En relación con este mismo asunto, hay, sin embargo, otro recuerdo que me ha quedado profundamente grabado. Hoy día, el antiguo comedor de gala ya no tiene mesa, pues mister Farraday ha convertido el espacioso salón, con sus altos y magníficos techos, en una especie de galería. No obstante, en la época de lord Darlington la sala se destinaba, con su gran mesa, a banquetes que reunían a cincuenta o más invitados. En realidad, el comedor de gala es tan espacioso que, cuando era necesario, se añadían a la mesa principal otras más pequeñas hasta acomodar a un centenar de invitados. Evidentemente, los días normales, lord Darlington, como ahora mister Farraday, comía en el comedor, en un ambiente más íntimo, ideal para reunir, como máximo, a una docena de personas.
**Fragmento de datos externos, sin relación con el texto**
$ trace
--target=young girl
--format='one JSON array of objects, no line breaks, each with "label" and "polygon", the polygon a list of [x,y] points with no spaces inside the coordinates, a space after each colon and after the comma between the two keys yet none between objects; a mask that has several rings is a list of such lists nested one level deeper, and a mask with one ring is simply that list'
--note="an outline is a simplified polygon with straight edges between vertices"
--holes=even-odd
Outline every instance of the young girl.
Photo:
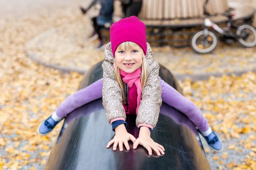
[{"label": "young girl", "polygon": [[[145,28],[145,24],[135,16],[113,24],[110,28],[111,42],[105,48],[103,80],[70,96],[39,125],[38,133],[47,134],[73,110],[102,97],[106,117],[116,132],[107,147],[113,144],[113,150],[118,145],[122,151],[123,144],[129,150],[128,142],[131,140],[134,149],[141,144],[150,155],[152,150],[158,155],[163,154],[163,147],[150,137],[163,100],[191,120],[211,148],[221,151],[223,144],[200,109],[159,77],[159,65],[153,60],[153,52],[147,43]],[[136,125],[140,131],[137,139],[126,130],[126,114],[137,115]],[[64,127],[67,126],[64,124]],[[197,138],[199,139],[198,135]]]}]

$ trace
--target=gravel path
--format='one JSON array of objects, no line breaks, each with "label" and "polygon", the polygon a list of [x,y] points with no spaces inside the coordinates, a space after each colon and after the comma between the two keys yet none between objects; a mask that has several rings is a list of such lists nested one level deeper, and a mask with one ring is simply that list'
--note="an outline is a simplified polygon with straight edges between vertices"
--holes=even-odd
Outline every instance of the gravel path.
[{"label": "gravel path", "polygon": [[[82,78],[38,65],[25,53],[26,42],[37,35],[81,20],[80,1],[23,2],[0,2],[0,11],[6,10],[0,15],[0,170],[43,169],[61,125],[47,136],[39,136],[37,128]],[[15,14],[17,6],[25,9]],[[256,169],[256,82],[252,72],[180,82],[223,139],[223,152],[208,153],[213,170]]]}]

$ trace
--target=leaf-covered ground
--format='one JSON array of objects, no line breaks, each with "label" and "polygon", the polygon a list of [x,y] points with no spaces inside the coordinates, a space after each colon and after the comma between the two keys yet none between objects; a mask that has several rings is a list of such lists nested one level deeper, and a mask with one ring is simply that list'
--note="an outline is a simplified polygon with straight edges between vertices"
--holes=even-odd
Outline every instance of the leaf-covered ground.
[{"label": "leaf-covered ground", "polygon": [[[76,91],[82,76],[35,63],[26,56],[25,44],[79,17],[70,6],[0,18],[0,170],[43,169],[60,125],[46,136],[37,134],[37,127]],[[223,139],[222,152],[208,150],[213,169],[256,170],[256,82],[252,72],[180,82]]]}]

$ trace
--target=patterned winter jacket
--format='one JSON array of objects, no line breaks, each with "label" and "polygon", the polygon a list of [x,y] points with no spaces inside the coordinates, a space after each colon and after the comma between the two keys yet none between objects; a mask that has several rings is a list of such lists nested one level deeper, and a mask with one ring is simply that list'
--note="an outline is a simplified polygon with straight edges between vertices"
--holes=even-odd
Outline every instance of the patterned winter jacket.
[{"label": "patterned winter jacket", "polygon": [[[162,90],[158,77],[159,65],[152,57],[153,52],[149,44],[147,44],[145,56],[148,67],[148,76],[145,86],[142,92],[141,100],[138,109],[136,125],[146,126],[153,129],[158,119],[160,108],[162,104]],[[104,54],[103,68],[103,105],[106,110],[106,117],[108,122],[119,120],[125,121],[125,112],[123,105],[127,104],[127,86],[123,83],[125,97],[122,98],[121,88],[116,80],[113,64],[114,58],[112,54],[111,42],[107,45]]]}]

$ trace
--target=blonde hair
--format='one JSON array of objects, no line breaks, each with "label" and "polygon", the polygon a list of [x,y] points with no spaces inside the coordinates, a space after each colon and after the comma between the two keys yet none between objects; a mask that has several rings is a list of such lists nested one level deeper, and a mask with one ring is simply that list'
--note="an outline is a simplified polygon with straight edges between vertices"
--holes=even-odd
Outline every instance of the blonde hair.
[{"label": "blonde hair", "polygon": [[[138,45],[137,43],[131,42],[131,41],[126,41],[123,42],[119,45],[117,47],[116,49],[123,49],[123,50],[128,50],[133,48],[135,46]],[[141,88],[143,89],[144,87],[146,84],[146,82],[147,81],[147,78],[148,78],[148,66],[147,65],[147,62],[146,62],[146,59],[145,58],[145,54],[143,51],[143,57],[142,57],[142,64],[141,65],[141,75],[140,75],[141,83]],[[123,97],[123,99],[125,98],[125,92],[124,91],[123,86],[123,81],[120,75],[120,71],[119,68],[117,67],[116,64],[116,58],[115,58],[115,62],[113,65],[114,70],[115,71],[115,74],[116,75],[116,81],[118,82],[119,86],[121,88],[122,91],[122,94]]]}]

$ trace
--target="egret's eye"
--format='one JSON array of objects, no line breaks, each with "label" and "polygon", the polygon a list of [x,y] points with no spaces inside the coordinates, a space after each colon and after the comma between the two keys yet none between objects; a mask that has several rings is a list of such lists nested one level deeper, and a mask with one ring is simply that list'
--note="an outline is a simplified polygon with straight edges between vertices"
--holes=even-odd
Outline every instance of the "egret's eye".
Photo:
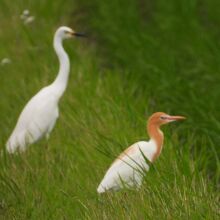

Aquella noche de invierno a la que me estaba refiriendo, lord Darlington cenó en el gran comedor de gala con un solo invitado, creo que sir Richard Fox, un colega suyo de la época en que trabajó en el Ministerio de Asuntos Exteriores; el otro comedor estaba, no recuerdo por qué motivo, inhabilitado. Sin duda convendrán conmigo en que servir una cena sólo para dos constituye para un mayordomo una situación en extremo delicada. Personalmente, prefiero servir a un solo comensal, aunque se trate de un completo desconocido. Cuando hay únicamente dos comensales, no importa que uno de ellos sea el patrón, resulta más difícil lograr ese equilibrio esencial a la hora de servir que consiste en mostrarse atento y ausente al mismo tiempo. En esta clase de situaciones siempre nos asalta la sospecha de que nuestra presencia es un obstáculo que dificulta la conversación.